NASA doles out half a million in taxpayer dollars for far-out alien detection program at Georgetown

The District of Columbia receives more taxpayer-funded grant dollars per-person than any other city in the country.

Published: November 6, 2020 12:57pm

Updated: November 8, 2020 10:15am

The Golden Horseshoe is a weekly designation from Just the News intended to highlight egregious examples of wasteful taxpayer spending by the government. The award is named for the horseshoe-shaped toilet seats for military airplanes that cost the Pentagon a whopping $640 each back in the 1980s. 

This election week, our award is going to the District of Columbia’s non-voting member of Congress Eleanor Holmes Norton for her role in securing more than half a million taxpayer dollars to ponder new and unconventional alien life detection techniques.

According to a recently released report from Open the Books, in 2019, the National Aeronautics and Space Administration (NASA) awarded $549,974 to a Georgetown University program — a school with a $1.7 billion endowment — with a focus on new methods for the detection of alien life. 

The half a million dollars of taxpayer money was part of a larger $7 million grant by NASA's astrobiology program, designed to help "bring together theoreticians and experimentalists as an incubator for new agnostic life detection approaches; create a common training set of biotic and abiotic test substrates; establish likelihoods and thresholds with probabilistic models; and develop a broader formulation of the ladder of life," according to the grant's description.

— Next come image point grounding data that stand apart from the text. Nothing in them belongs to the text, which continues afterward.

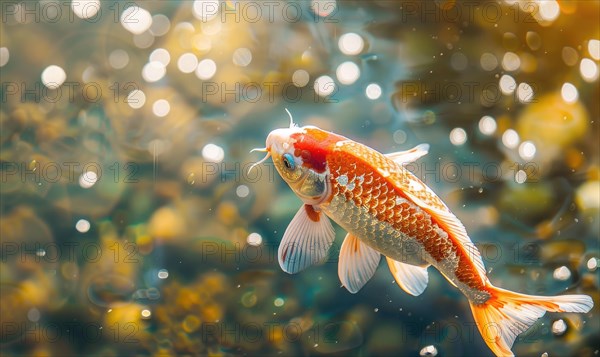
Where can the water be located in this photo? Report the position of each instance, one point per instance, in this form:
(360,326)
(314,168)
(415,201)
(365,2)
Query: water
(131,225)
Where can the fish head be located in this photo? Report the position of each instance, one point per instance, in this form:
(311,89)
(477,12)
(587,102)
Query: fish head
(300,157)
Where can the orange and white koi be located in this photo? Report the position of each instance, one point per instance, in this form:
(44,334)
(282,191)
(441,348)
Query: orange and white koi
(388,211)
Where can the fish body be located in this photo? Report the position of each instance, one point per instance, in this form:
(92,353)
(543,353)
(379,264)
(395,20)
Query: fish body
(388,211)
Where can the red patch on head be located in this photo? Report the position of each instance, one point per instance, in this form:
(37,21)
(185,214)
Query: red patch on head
(313,147)
(312,214)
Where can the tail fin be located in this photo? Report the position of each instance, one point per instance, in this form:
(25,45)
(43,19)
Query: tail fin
(507,314)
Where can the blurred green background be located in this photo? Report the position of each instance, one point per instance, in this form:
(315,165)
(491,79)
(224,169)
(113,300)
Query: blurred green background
(129,223)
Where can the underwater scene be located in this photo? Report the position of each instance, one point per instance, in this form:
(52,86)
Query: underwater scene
(156,154)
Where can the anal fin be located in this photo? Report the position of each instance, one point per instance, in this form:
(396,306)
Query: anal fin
(357,263)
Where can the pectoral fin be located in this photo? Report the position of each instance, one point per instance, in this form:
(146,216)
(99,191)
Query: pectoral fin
(404,157)
(411,278)
(306,240)
(357,263)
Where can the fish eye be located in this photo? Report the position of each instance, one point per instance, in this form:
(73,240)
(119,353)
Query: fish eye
(288,161)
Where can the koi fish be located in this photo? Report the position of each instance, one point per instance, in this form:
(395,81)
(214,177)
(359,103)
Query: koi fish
(388,211)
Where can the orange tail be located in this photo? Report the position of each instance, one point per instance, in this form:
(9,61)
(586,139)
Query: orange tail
(507,314)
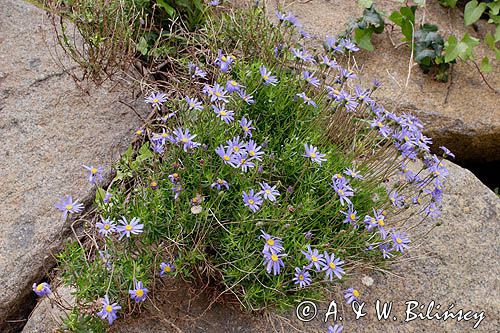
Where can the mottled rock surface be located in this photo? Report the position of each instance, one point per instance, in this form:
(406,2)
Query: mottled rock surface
(49,127)
(465,116)
(457,263)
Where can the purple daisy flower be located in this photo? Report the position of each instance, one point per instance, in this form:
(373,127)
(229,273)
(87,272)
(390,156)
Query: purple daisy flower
(307,100)
(166,268)
(400,241)
(315,258)
(108,310)
(267,77)
(225,115)
(184,137)
(224,61)
(332,266)
(351,295)
(252,201)
(247,127)
(311,79)
(273,262)
(353,173)
(247,98)
(244,162)
(220,183)
(156,99)
(193,103)
(42,289)
(232,86)
(268,192)
(303,55)
(106,226)
(335,329)
(67,206)
(272,244)
(302,277)
(312,153)
(138,294)
(94,174)
(226,155)
(348,45)
(127,228)
(350,216)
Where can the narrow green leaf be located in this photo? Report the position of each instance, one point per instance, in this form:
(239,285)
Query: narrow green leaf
(473,11)
(486,66)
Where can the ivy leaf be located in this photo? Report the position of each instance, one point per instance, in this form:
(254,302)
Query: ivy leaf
(459,49)
(486,66)
(473,11)
(363,38)
(365,3)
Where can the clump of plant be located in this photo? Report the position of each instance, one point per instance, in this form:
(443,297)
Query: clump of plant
(272,180)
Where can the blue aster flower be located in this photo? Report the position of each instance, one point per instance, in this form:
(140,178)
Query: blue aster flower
(108,310)
(272,244)
(333,266)
(138,294)
(302,277)
(42,289)
(252,201)
(268,192)
(274,262)
(267,77)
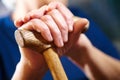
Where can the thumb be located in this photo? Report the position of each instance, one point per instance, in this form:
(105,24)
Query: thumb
(80,25)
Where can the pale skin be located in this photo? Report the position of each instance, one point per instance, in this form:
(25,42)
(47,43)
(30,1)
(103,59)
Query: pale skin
(66,34)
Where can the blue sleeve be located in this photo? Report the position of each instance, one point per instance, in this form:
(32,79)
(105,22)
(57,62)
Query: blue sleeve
(97,37)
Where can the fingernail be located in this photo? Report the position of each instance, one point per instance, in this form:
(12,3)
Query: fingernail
(65,38)
(60,43)
(70,28)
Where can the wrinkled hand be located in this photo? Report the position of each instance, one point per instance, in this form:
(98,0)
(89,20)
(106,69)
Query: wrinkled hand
(55,23)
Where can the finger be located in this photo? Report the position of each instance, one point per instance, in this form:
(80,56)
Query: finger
(64,11)
(31,15)
(39,26)
(56,34)
(61,23)
(18,22)
(80,25)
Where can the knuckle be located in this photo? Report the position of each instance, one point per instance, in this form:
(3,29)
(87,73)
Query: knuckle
(47,18)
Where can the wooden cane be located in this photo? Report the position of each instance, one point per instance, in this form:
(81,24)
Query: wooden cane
(35,41)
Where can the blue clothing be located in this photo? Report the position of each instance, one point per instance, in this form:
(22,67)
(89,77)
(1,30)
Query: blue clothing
(9,52)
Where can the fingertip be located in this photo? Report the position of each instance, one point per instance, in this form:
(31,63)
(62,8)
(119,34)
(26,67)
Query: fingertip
(18,22)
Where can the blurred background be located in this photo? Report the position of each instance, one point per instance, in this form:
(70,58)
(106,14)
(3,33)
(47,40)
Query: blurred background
(105,13)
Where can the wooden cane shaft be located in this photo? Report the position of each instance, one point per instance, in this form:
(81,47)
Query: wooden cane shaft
(54,64)
(34,41)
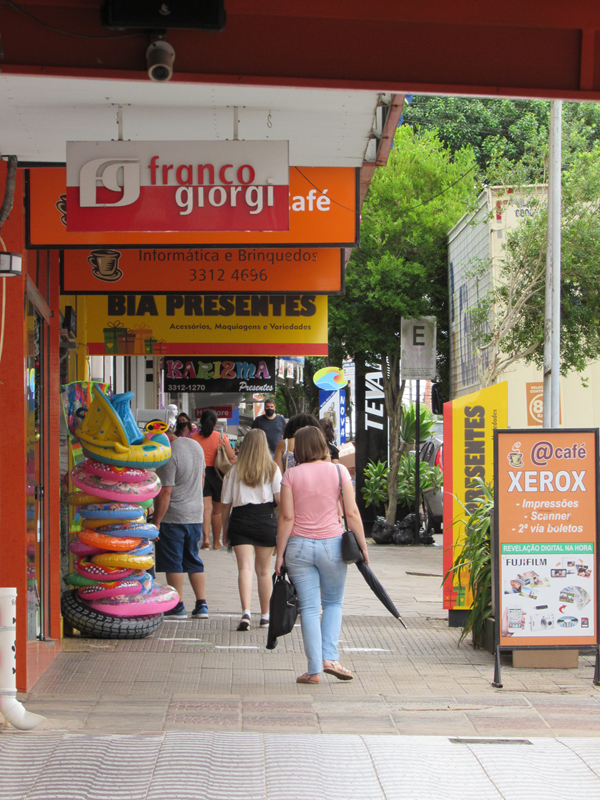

One of the project's leaders, Assistant Professor of Biology at Georgetown Sarah Stewart Johnson says of the project, "We only have one data point: life as we know it."

Her goal with this new funding is to think outside of the box as she attempts to detect "life as we don't know it."

The program aims to "merge the broad and narrow ends of the life detection spectrum into a collective dialogue, one that will help us synthesize prioritize evaluate and strengthen the search for life on future space missions.”

According to the report, Washington, D.C., where Georgetown University is located, is the nation's leading recipient of grant dollars per-person. Between the fiscal years of 2017 and 2019, the nation's capital received more than $58,000 per person in taxpayer-funded grants, far exceeding the second place finisher, Alaska, with a total of less than $18,000 per-person. 

In those same years, NASA was responsible for doling out $3,256,284,674 in grant awards. 

With a contentious and exceedingly messy election befalling the American people, detecting potentially habitable planets beyond earth may, in some ways, seem like a worthwhile investment. However, at a time when the national debt exceeds $27 trillion and Georgetown University appears to have ample cash of its own on hand, a rarefied expert dialogue on redefining extraterrestrial life detection seems like a questionable use of taxpayer dollars.